The structure-preserving spectral graph neural network for dual kinase inhibitors and synergy scoring in gastric cancer.
Yang Zhang, Chunhong Yuan, Longgang Wang, Yujia Chen, Yanpeng Xing, Yuanlin Sun
Abstract
Open AccessThe therapeutic targeting of kinase signaling pathways represents a pivotal strategy in gastric cancer, yet the rational design of single agents capable of dual-kinase inhibition remains a challenge in precision oncology. Here, we develop the DuoKinaseNet, a dual-task spectral graph neural network that integrates global topological information from a heterogeneous biomedical graph to enable structure-preserving prediction of drug-kinase interactions.
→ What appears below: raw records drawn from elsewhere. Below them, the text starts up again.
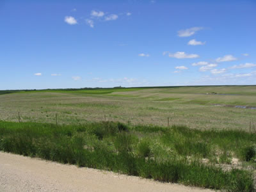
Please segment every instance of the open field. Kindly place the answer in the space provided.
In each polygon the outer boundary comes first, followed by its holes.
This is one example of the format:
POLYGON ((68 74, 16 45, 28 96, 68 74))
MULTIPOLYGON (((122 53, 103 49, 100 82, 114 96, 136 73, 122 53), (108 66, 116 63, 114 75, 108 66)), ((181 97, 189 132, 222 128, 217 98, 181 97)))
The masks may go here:
MULTIPOLYGON (((76 124, 185 125, 202 129, 254 130, 255 86, 46 90, 0 95, 0 120, 76 124), (253 127, 254 126, 254 127, 253 127)), ((4 94, 4 93, 6 94, 4 94)))
POLYGON ((252 191, 255 106, 255 86, 1 91, 0 150, 252 191))

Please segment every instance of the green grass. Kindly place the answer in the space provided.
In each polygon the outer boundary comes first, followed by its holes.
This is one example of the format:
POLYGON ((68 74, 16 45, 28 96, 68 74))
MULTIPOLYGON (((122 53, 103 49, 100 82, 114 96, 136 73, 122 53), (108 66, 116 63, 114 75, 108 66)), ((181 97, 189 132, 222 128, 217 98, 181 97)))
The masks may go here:
POLYGON ((19 111, 24 122, 53 123, 58 113, 60 124, 99 122, 106 115, 109 120, 163 126, 169 117, 170 125, 202 129, 249 131, 252 122, 252 130, 256 131, 256 110, 236 105, 256 106, 256 86, 20 91, 0 95, 0 120, 17 121, 19 111), (212 92, 230 95, 206 94, 212 92))
POLYGON ((254 166, 255 143, 256 134, 237 130, 112 122, 57 126, 0 121, 3 151, 230 191, 252 191, 252 172, 225 170, 219 163, 237 157, 254 166), (209 162, 204 163, 205 159, 209 162))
The core innovation of our model is the Structure-Preserving Spectral Expansion (SPSE) module, which injects global graph topology from a biomedical knowledge graph into the learning process via spectral coordinates and diffusion-distance biased attention. Evaluated on a comprehensive dataset curated from DrugBank, DuoKinaseNet achieves state-of-the-art performance, particularly on the challenging "unseen protein" benchmark, with an AUC-ROC of 0.903 for HER2 and 0.895 for FGFR2b. It significantly outperforms a wide range of baseline models, including 3D-aware methods and single-task variants, empirically validating the synergistic benefits of the dual-task learning and SPSE frameworks.